B.Interventions auprès des enfants ayant dépassé l’âge minimum de la responsabilité pénale

13.Selon le paragraphe 3 b) de l’article 40 de la Convention, les États parties sont tenus de promouvoir l’adoption de mesures permettant de traiter ces enfants sans recourir à la procédure judiciaire, chaque fois que cela est approprié. Dans la pratique, ces mesures se répartissent généralement en deux catégories :

a)Les mesures visant à soustraire les enfants au système judiciaire à tout moment, avant ou pendant la procédure applicable (déjudiciarisation) ;

b)Les mesures s’inscrivant dans le cadre de la procédure judiciaire.

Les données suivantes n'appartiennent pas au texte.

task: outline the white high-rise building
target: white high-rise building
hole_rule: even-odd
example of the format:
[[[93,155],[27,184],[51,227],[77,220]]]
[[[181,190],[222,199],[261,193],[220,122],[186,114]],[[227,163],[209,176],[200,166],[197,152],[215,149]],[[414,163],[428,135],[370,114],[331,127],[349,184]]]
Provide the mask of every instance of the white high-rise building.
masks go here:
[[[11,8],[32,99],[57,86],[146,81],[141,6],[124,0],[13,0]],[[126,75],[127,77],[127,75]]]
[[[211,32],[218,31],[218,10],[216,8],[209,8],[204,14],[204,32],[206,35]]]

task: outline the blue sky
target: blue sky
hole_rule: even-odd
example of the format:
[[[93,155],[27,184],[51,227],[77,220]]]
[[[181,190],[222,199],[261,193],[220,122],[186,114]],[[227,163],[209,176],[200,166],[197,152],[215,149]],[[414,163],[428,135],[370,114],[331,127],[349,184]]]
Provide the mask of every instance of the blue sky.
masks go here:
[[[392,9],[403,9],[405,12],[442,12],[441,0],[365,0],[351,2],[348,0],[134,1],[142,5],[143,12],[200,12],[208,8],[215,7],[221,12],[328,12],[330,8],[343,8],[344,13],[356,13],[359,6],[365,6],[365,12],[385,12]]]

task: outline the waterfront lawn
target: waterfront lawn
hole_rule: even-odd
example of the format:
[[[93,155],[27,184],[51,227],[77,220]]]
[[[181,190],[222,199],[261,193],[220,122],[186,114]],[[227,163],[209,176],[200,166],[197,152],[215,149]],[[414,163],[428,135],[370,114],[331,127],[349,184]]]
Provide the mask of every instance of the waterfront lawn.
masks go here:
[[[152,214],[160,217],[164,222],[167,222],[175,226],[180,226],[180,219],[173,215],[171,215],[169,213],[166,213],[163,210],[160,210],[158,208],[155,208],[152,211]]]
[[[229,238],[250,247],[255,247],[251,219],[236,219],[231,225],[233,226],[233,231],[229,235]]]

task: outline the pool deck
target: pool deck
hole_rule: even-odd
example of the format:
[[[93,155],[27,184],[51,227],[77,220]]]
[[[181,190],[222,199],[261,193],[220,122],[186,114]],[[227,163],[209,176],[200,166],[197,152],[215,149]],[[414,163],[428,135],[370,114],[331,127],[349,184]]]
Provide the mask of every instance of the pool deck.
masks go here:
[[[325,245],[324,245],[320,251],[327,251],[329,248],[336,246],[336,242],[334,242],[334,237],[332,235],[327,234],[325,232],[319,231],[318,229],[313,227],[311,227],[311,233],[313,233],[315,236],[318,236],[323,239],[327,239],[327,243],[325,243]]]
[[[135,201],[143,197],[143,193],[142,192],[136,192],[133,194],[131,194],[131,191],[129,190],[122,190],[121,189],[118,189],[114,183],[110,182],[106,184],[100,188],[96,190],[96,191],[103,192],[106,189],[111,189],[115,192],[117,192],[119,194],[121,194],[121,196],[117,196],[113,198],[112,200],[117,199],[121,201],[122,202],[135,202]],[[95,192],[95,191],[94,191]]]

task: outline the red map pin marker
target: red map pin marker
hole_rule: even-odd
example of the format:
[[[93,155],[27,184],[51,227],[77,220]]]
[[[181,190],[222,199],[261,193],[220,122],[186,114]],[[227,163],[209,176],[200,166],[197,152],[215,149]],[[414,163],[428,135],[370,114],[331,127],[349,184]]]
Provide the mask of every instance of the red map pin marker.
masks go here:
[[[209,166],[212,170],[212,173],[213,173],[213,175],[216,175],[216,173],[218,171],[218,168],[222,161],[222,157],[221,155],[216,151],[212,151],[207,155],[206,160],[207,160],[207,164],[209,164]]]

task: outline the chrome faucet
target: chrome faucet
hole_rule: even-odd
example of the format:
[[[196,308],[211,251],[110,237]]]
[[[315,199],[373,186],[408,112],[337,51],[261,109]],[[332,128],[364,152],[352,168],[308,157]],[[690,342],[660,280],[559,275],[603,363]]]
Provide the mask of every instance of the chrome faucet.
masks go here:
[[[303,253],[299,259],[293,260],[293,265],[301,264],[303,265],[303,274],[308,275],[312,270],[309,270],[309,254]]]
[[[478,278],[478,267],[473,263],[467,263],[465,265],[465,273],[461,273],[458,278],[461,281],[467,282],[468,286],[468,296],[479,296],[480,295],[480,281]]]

14.Le Comité rappelle aux États parties que, lorsqu’ils appliquent les mesures relevant de l’une ou l’autre des catégories susmentionnées, ils devraient particulièrement veiller à faire respecter et protéger pleinement les droits de l’homme de l’enfant et les garanties légales qui lui sont offertes.

Interventions permettant d’éviter le recours à la procédure judiciaire

15.Des mesures concernant les enfants qui évitent le recours à une procédure judiciaire ont été intégrées dans de nombreux systèmes partout dans le monde ; elles sont généralement appelées « mesures de déjudiciarisation ». La déjudiciarisation consiste à soustraire les affaires au système de justice pénale formel, généralement pour privilégier des programmes ou des activités. Outre qu’elle évite la stigmatisation et les mentions au casier judiciaire, cette approche produit de bons résultats pour les enfants, est compatible avec la sûreté publique et a fait la preuve d’un bon rapport coût-efficacité.

16.La déjudiciarisation devrait être la solution à privilégier dans la majorité des affaires concernant des enfants. Les États parties devraient sans cesse étendre l’éventail des infractions pour lesquelles la déjudiciarisation est possible, jusqu’à y inclure des infractions graves, au besoin. Des possibilités de déjudiciarisation devraient pouvoir être offertes aussitôt que possible après l’entrée en contact avec le système de justice et aux divers stades de la procédure. La déjudiciarisation devrait faire partie intégrante du système de justice pour enfants et, conformément au paragraphe 3 b) de l’article 40 de la Convention, les droits de l’homme de l’enfant et les garanties légales offertes à celui-ci doivent être pleinement respectés et protégés dans tous les processus et programmes de déjudiciarisation.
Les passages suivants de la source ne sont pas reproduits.